Rikers Island and Mental Health: Pathways Toward Community-Based Diversion and Jail Population Reduction
Data Collaborative for Justice and Katal Center for Equity, Health, & Justice (Rempel, Rodriguez, Bock, Zeitz, Sayegh & Dominguez), November 2025
Data & Methodology: This study examined New York City mental health court participation data from a variety of city and state sources. The goal was to obtain updated information about the mental health needs of the 7,000 people held in New York City’s jails on a given day and to identify a continuum of safe and effective jail diversion strategies for this population. Authors also conducted four case studies of people experiencing mental health needs while incarcerated in the city’s Rikers Island facility.

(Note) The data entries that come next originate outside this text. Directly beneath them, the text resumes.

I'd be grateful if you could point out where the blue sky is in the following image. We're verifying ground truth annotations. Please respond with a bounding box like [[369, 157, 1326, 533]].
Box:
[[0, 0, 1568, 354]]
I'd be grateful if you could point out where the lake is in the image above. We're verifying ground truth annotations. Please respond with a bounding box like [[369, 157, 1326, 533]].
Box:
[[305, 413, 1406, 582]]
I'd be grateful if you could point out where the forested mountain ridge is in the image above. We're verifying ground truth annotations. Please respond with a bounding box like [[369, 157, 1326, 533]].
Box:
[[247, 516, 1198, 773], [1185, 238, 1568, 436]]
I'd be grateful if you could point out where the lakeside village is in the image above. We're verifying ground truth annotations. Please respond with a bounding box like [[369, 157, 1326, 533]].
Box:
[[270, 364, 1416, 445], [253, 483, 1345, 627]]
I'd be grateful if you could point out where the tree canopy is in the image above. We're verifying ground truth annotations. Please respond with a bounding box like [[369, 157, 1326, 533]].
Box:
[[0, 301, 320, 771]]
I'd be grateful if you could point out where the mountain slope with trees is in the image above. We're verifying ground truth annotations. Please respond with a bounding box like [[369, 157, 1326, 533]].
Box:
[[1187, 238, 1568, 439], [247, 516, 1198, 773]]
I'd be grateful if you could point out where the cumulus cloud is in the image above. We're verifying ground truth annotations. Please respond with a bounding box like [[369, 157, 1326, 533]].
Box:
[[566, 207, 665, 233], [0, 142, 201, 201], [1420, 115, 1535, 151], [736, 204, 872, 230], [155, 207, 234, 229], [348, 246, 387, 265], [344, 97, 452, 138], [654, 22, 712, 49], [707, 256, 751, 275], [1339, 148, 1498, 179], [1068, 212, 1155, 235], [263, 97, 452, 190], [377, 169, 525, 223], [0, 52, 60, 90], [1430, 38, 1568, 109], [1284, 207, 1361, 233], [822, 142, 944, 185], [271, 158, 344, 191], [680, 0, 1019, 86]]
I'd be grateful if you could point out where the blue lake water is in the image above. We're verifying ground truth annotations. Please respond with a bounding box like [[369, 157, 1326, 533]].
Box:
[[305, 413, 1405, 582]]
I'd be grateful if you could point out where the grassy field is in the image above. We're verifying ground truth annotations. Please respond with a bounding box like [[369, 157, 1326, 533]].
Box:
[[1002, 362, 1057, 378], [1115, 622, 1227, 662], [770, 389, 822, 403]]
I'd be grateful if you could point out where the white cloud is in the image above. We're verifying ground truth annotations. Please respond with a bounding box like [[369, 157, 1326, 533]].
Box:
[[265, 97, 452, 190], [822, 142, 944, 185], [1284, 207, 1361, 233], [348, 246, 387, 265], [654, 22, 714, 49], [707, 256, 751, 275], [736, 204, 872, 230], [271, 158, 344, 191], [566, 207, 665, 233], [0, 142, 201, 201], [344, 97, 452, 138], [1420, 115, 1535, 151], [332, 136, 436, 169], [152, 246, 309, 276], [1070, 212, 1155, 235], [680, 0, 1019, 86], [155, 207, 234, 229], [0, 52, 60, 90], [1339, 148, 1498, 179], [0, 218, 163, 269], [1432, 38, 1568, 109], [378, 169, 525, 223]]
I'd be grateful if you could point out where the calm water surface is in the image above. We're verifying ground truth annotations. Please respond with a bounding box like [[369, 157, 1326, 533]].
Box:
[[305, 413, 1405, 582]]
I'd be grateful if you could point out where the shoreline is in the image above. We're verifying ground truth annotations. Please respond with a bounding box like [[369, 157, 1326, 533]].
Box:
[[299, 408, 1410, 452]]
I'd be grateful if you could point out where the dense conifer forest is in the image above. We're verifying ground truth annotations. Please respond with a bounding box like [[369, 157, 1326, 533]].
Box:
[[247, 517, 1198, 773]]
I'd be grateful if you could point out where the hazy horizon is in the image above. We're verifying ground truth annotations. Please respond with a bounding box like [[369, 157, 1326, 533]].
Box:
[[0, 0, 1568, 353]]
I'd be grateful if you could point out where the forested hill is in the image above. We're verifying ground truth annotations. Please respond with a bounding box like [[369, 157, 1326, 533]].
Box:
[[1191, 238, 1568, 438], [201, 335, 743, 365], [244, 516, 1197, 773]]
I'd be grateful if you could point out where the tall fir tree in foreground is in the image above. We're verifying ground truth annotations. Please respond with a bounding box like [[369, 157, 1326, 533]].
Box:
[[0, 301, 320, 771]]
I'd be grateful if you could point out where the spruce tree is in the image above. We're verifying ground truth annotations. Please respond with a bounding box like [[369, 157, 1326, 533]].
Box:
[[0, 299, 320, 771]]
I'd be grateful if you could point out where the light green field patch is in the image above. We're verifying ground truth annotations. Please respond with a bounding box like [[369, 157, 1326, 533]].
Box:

Analysis is primarily descriptive.
Analysis & Findings: The analysis found that:
- Approximately 60 percent of people held in the city’s jails received mental health services, and 22 percent were diagnosed with a serious mental illness;
- Of the nearly 500 women jailed at Rikers, 87 percent have mental health needs, compared to 58 percent of men;
- People with mental health needs are held longer than those without such needs (281 vs. 212 days); and
- A jail intake flag for mental health needs predicted a jail stay of 34 days longer than people who were not flagged.
Smart Decarceration: Is It Possible to Detain Fewer People and Reduce Arrests?*
Crime and Delinquency (DeMichele, Silver & Labrecque), November 2024
Data & Methodology: This study utilized a random forest imputation (a process of using algorithms to find missing data and replace it with plausible substitute values) to forecast new arrests for people detained by the court. Authors compared release and new arrest rates between the predicted outcomes and observed release decisions.
Analysis & Findings: Findings indicate that a risk-based release approach may reduce the detained population by 7 percent and reduce new arrests by 13 percent compared to current practices that include a reliance on financial conditions of release.